Lee Tien, a senior staff attorney with the Electronic Frontier Foundation, is concerned about the privacy implications of establishing such far-reaching changes in six months when the legal review won’t be completed for 12. Tien said, “As soon as you’re saying that the federal government is going to be exercising this kind of power over private networks, it’s going to be a really big issue.”
The Competitive Enterprise Institute’s Director of Technology Studies Wayne Crews warned about “the constant temptation by politicians in both parties to expand government authority over ‘critical’ private networks.” Crews noted how government can take advantage of the open-ended definition of “critical”: “From American telecommunications to the power grid, virtually anything networked to some other computer is potentially fair game to Obama to exercise ‘emergency powers.’ ”

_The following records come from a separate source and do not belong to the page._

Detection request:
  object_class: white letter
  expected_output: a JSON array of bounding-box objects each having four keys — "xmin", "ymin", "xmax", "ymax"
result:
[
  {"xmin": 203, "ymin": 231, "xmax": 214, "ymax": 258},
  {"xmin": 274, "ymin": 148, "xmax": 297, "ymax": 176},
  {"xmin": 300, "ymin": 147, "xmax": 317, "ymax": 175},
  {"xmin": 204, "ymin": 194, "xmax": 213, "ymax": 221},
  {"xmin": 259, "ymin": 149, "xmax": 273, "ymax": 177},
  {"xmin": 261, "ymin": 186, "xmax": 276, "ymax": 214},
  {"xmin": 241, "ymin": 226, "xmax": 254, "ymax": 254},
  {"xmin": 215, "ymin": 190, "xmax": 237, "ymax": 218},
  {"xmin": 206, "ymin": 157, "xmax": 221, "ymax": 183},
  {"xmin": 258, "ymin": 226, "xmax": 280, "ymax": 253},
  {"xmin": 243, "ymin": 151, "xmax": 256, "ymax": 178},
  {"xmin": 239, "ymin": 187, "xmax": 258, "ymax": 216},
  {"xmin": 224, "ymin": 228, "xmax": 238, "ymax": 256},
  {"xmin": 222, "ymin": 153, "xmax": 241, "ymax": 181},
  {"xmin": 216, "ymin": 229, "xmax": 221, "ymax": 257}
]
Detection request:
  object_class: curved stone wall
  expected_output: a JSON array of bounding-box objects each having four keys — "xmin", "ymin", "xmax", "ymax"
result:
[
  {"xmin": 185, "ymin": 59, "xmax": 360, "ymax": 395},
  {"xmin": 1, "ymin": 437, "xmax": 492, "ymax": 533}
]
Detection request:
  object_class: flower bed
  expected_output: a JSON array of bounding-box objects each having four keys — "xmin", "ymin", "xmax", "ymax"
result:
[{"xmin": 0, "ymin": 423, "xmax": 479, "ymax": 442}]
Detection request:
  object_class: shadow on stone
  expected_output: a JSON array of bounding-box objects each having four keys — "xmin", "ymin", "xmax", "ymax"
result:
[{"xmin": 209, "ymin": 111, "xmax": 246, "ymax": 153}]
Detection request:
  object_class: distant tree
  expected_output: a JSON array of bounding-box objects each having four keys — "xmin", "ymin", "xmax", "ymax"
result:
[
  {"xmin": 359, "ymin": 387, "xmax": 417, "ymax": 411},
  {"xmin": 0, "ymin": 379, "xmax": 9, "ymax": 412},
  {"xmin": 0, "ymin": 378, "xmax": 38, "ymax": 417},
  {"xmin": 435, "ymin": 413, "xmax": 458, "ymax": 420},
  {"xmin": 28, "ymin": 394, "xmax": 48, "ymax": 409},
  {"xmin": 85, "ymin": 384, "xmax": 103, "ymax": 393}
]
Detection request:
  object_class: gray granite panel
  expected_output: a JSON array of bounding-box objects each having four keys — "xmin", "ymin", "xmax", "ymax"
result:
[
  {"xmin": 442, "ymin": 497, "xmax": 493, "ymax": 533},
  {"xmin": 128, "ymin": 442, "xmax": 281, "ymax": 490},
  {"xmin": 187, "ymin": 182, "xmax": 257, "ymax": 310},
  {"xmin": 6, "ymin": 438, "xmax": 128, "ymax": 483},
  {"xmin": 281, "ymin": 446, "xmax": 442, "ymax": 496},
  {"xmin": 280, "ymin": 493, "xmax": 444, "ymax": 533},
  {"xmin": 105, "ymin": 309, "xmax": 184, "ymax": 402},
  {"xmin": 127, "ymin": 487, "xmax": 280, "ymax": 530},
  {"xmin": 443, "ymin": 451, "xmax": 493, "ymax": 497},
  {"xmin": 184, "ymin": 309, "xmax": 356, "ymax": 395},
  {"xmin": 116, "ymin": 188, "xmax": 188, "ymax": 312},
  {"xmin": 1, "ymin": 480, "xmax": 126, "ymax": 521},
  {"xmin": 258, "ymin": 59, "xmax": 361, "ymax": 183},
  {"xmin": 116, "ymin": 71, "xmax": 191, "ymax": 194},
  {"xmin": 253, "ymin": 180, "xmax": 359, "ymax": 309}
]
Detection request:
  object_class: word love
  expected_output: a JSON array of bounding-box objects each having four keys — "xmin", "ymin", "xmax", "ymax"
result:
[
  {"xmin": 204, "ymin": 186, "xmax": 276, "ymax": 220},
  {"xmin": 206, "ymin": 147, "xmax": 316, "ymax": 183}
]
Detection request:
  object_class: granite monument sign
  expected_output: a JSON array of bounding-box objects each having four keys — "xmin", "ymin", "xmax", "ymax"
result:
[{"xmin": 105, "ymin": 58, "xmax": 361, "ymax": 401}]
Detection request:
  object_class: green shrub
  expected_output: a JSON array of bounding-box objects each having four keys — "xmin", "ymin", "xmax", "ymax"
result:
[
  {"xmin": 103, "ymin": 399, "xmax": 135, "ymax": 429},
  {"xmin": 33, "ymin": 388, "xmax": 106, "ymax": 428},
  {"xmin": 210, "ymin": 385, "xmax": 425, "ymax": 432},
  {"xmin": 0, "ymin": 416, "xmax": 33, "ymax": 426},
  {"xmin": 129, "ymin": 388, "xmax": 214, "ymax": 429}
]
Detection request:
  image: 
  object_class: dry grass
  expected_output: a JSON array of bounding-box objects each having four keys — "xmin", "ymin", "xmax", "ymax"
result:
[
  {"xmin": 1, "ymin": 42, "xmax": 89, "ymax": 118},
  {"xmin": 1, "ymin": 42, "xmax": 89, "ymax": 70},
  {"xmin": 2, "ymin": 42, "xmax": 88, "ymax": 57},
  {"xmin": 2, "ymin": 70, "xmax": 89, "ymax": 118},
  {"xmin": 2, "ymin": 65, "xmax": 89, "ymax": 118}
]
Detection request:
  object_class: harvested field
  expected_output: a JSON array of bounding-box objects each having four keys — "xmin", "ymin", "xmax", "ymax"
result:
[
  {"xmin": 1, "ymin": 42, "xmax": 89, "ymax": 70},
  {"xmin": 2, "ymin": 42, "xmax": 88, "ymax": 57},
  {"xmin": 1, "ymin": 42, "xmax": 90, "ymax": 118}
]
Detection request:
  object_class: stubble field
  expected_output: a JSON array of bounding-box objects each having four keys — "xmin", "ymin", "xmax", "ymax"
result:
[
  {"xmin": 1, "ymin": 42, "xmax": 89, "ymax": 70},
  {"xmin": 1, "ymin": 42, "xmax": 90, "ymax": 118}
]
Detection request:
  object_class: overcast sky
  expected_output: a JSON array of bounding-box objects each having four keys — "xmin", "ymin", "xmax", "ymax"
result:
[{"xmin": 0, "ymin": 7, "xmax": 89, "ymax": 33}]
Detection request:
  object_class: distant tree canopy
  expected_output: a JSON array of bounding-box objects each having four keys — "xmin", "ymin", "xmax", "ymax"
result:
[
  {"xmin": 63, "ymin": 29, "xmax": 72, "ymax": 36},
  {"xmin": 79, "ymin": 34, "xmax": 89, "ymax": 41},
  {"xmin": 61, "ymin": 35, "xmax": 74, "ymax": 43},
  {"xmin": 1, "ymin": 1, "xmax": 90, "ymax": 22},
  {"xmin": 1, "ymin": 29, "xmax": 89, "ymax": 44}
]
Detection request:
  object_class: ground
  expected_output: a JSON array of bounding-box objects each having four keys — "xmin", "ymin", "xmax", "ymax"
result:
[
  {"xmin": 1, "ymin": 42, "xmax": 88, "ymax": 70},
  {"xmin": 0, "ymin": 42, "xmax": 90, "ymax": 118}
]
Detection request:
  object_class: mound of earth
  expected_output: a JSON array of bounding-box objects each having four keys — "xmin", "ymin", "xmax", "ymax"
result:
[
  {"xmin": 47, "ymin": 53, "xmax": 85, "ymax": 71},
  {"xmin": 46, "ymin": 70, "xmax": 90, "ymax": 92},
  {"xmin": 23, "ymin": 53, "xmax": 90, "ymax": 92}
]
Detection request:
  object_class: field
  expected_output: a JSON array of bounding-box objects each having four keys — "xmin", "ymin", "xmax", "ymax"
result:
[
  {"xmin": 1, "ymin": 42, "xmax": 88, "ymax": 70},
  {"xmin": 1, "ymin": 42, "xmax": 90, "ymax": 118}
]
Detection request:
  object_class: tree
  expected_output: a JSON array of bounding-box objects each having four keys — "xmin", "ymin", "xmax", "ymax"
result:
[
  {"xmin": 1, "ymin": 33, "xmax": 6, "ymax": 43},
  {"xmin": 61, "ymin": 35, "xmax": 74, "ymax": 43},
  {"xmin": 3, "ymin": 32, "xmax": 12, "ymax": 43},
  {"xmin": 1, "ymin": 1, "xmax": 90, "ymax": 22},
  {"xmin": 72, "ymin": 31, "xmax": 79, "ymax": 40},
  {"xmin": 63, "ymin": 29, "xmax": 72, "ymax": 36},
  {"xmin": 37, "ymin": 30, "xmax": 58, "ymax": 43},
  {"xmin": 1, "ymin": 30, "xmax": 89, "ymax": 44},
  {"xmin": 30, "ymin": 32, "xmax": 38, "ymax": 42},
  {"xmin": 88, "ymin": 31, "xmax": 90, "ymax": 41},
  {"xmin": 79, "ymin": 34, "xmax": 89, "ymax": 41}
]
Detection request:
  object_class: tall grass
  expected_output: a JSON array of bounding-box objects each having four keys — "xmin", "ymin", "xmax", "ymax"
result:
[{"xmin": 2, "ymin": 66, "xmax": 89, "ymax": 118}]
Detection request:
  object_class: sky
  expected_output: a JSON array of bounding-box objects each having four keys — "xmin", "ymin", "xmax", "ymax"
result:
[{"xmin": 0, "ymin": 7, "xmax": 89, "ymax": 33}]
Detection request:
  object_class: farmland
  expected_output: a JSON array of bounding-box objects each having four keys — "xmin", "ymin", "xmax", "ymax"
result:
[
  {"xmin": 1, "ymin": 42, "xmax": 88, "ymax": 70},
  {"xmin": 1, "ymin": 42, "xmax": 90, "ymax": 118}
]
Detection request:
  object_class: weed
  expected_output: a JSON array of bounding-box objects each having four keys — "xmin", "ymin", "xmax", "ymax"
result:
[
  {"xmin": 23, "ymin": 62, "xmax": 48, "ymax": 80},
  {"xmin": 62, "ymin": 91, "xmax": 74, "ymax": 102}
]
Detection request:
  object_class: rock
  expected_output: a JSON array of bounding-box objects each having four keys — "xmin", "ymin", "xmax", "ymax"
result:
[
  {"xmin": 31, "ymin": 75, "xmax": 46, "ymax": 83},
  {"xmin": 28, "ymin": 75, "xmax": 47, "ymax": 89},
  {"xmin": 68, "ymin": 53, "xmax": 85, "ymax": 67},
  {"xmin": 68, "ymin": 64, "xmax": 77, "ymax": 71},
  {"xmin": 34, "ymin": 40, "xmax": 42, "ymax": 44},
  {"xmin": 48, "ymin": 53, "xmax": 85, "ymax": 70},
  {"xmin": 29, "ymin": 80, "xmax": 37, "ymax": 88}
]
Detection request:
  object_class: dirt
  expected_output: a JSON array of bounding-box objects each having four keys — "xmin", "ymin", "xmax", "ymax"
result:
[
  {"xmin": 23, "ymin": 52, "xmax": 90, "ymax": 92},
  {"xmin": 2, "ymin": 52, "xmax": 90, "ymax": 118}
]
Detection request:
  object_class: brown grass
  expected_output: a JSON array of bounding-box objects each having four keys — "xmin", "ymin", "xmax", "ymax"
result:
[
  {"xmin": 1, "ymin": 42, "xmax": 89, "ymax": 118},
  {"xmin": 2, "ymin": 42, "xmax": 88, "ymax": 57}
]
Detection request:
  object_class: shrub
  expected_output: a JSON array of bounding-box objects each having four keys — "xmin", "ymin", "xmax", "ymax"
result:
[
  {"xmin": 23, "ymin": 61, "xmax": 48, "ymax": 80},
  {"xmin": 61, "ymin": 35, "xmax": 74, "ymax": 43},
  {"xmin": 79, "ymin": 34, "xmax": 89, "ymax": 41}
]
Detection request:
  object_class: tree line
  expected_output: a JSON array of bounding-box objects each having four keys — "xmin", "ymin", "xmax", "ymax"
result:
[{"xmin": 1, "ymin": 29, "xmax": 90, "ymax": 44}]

“Policy makers should be suspicious of proposals to collectivize and centralize cybersecurity risk management, especially in frontier industries like information technology,” Crews advised. “When government asserts authority over security technologies, it hinders the evolution of more robust information security practices and creates barriers to non-political solutions — both mundane and catastrophic. The result is that we become less secure, not more secure.”
Crews urged the Obama administration to concentrate on “securing government networks and keeping government agencies on the cutting edge of communications technology,” rather than looking to expand its power over the private sector.
Perhaps this is a case where the government should take the beam out of its own eye instead of attempting to remove the mote in the eye of the private sector.